2017 headlined some of the biggest data breaches in history, from Equifax to the Uber data breach that affected 57 million driver and rider accounts. Uber paid a $100,000 ransom to hackers in 2016 to erase the data, but it only recently came to light after a board investigation of Uber's business practices.
In the Equifax hack alone, 142 million customers' sensitive personal data was compromised, upping the ante for a new era of cybersecurity.
Data breaches affect scores of businesses, and it's always a costly lesson to learn. For U.S. businesses alone, a data breach can cost an estimated $7 million taking regulatory fines, remediation, and public relations costs into consideration. Any way you look at it, this is every company's nightmare.
Blockchain offers some hope that a distributed ledger will inspire new technologies to thwart digital fraud through its decentralized, self-verifying record of transactions. This would lend an unrivaled degree of certainty to our financial exchanges with businesses and individuals.
But with plenty of outdated software and processes still used by businesses, many are unwittingly letting fraud in the door. One such process for companies is the practice of writing checks. It's hard to stop others from impersonating your company when they have access to check stock—the ticket that grants them permission to do so.
While data hacking and check fraud may differ wildly as preventative measures go, the way to protect your business is the same: determine root causes of fraud.
According to the Association for Financial Professionals annual survey data:
"Check fraud and business email compromise are both on the uptick. Checks continue to be the most popular method for committing payments fraud. 75 percent of organizations that were victims of fraud in 2016 experienced check fraud—an increase from 71 percent in 2015. This is a reversal of the declining trend AFP has observed since 2010."
This means that check fraud is actually on the rise for businesses.
While the same can't be said of data hackers, check fraudsters can rather easily be kept at bay. And it starts by eliminating checks. Businesses have the option of transitioning off check payments in favor of electronic options like ACH or card payments, but many are reluctant to change old processes.
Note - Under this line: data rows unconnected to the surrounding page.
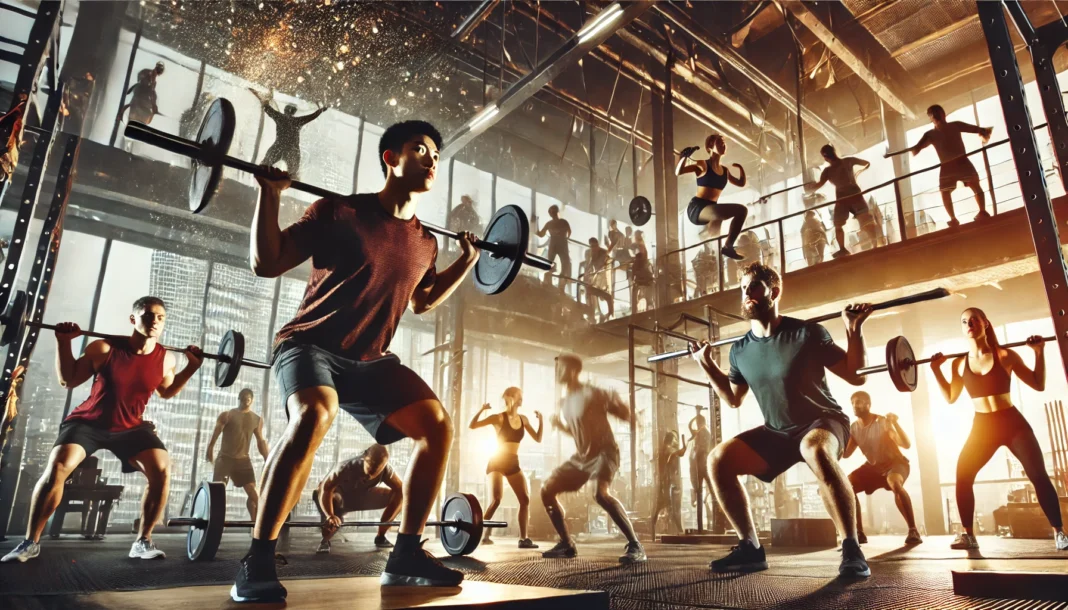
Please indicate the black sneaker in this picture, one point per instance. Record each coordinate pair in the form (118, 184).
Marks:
(853, 564)
(562, 550)
(257, 581)
(633, 553)
(418, 567)
(742, 558)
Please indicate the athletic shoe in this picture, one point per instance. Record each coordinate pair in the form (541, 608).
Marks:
(913, 537)
(742, 558)
(24, 552)
(729, 252)
(145, 549)
(256, 581)
(853, 564)
(1062, 542)
(633, 553)
(964, 542)
(418, 567)
(562, 550)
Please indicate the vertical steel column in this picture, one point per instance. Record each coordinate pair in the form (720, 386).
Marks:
(1036, 198)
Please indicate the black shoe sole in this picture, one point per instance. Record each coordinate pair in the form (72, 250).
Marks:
(263, 599)
(401, 580)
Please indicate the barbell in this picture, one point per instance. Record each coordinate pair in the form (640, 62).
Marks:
(507, 234)
(902, 365)
(459, 529)
(228, 361)
(921, 297)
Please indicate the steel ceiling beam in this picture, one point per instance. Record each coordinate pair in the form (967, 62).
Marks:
(884, 90)
(595, 31)
(729, 56)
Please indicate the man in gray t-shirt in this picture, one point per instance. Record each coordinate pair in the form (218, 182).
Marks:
(878, 438)
(783, 360)
(364, 483)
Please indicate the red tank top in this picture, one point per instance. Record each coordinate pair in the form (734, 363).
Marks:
(122, 388)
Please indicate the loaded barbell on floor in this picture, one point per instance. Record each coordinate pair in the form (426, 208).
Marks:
(460, 527)
(228, 361)
(926, 296)
(507, 234)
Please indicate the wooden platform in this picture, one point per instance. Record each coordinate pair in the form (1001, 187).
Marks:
(359, 592)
Having a third-party payments provider can do more than keep outsiders from walking away with sensitive banking information. It can also combat internal fraud by adding an extra layer of security between your company and vendor banking information.
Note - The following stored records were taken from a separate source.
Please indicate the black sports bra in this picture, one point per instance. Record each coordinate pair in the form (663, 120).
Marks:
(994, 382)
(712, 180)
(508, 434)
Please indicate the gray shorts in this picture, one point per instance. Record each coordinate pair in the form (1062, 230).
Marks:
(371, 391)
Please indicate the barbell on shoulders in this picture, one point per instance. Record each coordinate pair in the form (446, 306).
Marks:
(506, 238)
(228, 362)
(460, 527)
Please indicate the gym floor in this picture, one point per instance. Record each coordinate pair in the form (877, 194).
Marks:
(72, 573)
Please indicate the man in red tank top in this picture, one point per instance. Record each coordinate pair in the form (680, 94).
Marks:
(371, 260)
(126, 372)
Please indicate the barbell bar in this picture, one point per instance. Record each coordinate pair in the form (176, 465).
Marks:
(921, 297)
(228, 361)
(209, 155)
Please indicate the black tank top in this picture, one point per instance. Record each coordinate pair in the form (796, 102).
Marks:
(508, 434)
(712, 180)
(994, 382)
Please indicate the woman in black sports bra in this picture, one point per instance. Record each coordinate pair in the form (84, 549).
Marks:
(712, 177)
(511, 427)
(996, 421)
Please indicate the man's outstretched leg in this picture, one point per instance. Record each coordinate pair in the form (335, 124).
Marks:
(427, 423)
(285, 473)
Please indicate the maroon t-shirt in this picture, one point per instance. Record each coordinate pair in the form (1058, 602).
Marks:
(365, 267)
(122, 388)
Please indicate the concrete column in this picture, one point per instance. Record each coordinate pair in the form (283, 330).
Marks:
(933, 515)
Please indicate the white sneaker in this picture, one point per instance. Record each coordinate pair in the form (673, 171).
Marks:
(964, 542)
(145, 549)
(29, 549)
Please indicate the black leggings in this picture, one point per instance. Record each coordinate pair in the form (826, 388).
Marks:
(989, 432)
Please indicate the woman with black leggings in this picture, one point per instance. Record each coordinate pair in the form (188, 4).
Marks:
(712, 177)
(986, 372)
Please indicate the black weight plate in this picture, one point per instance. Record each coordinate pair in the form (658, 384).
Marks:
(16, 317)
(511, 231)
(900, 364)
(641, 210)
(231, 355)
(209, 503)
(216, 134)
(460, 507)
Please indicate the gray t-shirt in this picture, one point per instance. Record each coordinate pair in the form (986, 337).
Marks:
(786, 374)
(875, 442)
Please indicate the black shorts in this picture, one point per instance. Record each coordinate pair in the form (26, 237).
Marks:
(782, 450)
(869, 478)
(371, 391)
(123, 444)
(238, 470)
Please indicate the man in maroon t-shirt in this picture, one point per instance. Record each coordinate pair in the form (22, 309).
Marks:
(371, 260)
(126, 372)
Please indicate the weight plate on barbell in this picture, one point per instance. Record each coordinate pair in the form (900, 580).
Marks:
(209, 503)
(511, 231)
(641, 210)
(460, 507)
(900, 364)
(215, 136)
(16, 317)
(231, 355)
In an era when fraudsters may not only compromise your company's data—but that of your customers or vendors as well—getting a payment service provider is well worth preventing lawsuits and regulatory fines that follow data breaches.
The benefit of electronic payments is in its traceability. Electronic approvals and signatures means there's an electronic record for every action taken before and after payment is made. Approvers can pass payments on to second or third levels of approval before submission, or stop them from being paid entirely, depending on their level of authorization.
This kind of control is unprecedented in comparison to writing checks. Once a check is in the mail—wrong amount, duplicate, or otherwise—it's impossible to fix without stopping payment, causing undue frustration or delay for the vendor.
By only working with trusted service providers that meet rigorous industry compliance standards, you can establish a strong information security program at your company that safeguards sensitive data. Companies should be diligent in acknowledging all threats that prevent the degradation of its service. Compliance reports and security standards are two ways for companies to remain stalwart against a data breach. But it takes a cumulative effort, across the board to keep a company's data and payments secure.
Eliminating risk where you can, checks included, is a great place to start.